Menopauseandteensdontmix100 · 29/02/2020 16:11

Work colleague has done this several times in last few months (for weekend away with partner, daughters holiday club, sons operation and both children’s minor illnesses Etc etc son almost 17). I asked to swap days before Christmas to take my elderly/infirm father to hospital appointment and was asked to take leave. I was refused swapping a day or building up TOIL yet colleague does this retrospectively to cover time off (she has plenty of leave left as do I). I said ok as long as everyone is treated the same and others aren’t allowed to do this. She got quite shirty and said she could assure me everyone was being treat the same. Colleague was allowed to swap a day last week for sons minor dental op which was cancelled last minute. She is swapping days again for the day after the rescheduled op in a few weeks time incase he feels off. I asked last week if I could swap days in a months time to accompany my DH to hospital appointment in another city to discuss quite a serious op and was told I would have to use leave.
My manager came up with the reason why I should use AL rather than swapping which I don’t want to say as it with be outing and this could apply to the day she is taking in few weeks time but certainly didn’t apply to last week.

OP posts:
cstaff · 29/02/2020 16:47

In that case OP, as she appears to be getting favouratism from the boss I would just refuse to swap days with her. That only works when the two of you are accommodating each other. Surely they can't force you to swap days. Just keep using the old mn favourite - that doesn't work for me!

Menopauseandteensdontmix100 · 01/03/2020 08:52

Sorry no she is swapping her days independently of me so at the moment it has no impact on me their are others in the team but it is a small team. But I can see in the summer it will impact on us all as she will have accrued a whole pile of leave which she will be taking.

OP posts:
KahlanRahl · 01/03/2020 09:04

I'd start writing it all down and asking the boss about it by email. Maybe if they see it in writing they will start to realise that favouritism is not the way to go.

Oxo01 · 01/03/2020 12:56

Also yearly sick leave should not really be taken as A/L depending on company's policy etc as it hides peoples absence and possibly duty of care etc this and continuous swapping days disanvantages other people as like you say she will have loads to take at popular times such as Easter xmas summer time when it should be shared between the team.
Do email asap and get it sorted
Is there different manager just one ?

Menopauseandteensdontmix100 · 01/03/2020 13:03

Just one manager

OP posts:
Menopauseandteensdontmix100 · 01/03/2020 13:05

I was friends with the manager before her promotion and after it.
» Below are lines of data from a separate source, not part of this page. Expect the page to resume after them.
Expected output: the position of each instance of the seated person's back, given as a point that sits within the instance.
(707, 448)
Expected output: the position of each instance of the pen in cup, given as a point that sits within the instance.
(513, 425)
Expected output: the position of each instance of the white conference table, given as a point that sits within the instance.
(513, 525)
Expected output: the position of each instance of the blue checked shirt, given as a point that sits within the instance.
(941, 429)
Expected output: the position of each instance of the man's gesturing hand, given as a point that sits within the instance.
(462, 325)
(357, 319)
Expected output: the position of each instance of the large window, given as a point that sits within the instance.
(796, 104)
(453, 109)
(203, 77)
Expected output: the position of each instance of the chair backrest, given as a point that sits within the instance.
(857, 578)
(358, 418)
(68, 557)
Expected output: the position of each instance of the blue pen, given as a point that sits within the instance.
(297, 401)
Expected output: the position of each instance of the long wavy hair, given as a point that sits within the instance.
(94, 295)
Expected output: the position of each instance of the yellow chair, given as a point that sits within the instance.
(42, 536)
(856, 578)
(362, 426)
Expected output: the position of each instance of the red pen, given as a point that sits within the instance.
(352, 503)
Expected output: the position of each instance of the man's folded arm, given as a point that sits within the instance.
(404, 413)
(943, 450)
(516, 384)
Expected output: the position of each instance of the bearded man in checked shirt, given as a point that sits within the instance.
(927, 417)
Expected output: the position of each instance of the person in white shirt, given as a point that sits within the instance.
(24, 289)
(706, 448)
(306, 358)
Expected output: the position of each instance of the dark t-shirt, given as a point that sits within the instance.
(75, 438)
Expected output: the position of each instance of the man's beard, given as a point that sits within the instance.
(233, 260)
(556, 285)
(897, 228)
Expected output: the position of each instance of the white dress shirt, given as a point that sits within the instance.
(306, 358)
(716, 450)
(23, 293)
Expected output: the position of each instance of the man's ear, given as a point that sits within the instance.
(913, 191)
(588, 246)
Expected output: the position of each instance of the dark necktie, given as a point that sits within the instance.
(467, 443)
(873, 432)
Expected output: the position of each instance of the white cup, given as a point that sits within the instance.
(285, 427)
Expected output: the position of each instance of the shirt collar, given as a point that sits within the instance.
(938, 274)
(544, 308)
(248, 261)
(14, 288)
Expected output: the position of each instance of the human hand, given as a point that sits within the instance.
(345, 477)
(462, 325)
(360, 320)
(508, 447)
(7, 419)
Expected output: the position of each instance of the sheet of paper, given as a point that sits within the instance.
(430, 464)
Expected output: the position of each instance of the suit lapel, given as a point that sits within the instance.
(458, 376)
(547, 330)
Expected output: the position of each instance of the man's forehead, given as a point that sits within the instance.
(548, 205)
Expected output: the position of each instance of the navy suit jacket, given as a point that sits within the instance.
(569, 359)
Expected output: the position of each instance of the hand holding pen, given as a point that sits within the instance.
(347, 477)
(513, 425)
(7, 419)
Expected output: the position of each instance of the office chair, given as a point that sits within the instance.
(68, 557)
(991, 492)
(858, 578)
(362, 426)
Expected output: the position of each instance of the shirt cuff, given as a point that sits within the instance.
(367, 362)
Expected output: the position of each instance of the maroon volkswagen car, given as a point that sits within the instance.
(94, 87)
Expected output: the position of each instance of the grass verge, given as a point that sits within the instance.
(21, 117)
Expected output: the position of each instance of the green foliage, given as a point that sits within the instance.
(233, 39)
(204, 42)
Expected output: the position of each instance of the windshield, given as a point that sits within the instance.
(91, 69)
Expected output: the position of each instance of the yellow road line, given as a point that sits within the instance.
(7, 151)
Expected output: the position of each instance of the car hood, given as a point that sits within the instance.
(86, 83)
I think this colleague is just extremely pushy, persuasive and good at getting her own way. So it’s maybe just easier for her to say no to me than to the other person.

OP posts:
cstaff · 01/03/2020 13:33

This definitely needs to be discussed with management. They are not blind. They have to see that she is getting a better deal regarding time off because of how she is playing you off against each other.

Once it is brought to their attention they can't ignore the situation and will have to say or do something about it. At the moment they are saying nothing because the work is getting done and they don't want any involvement in office politics.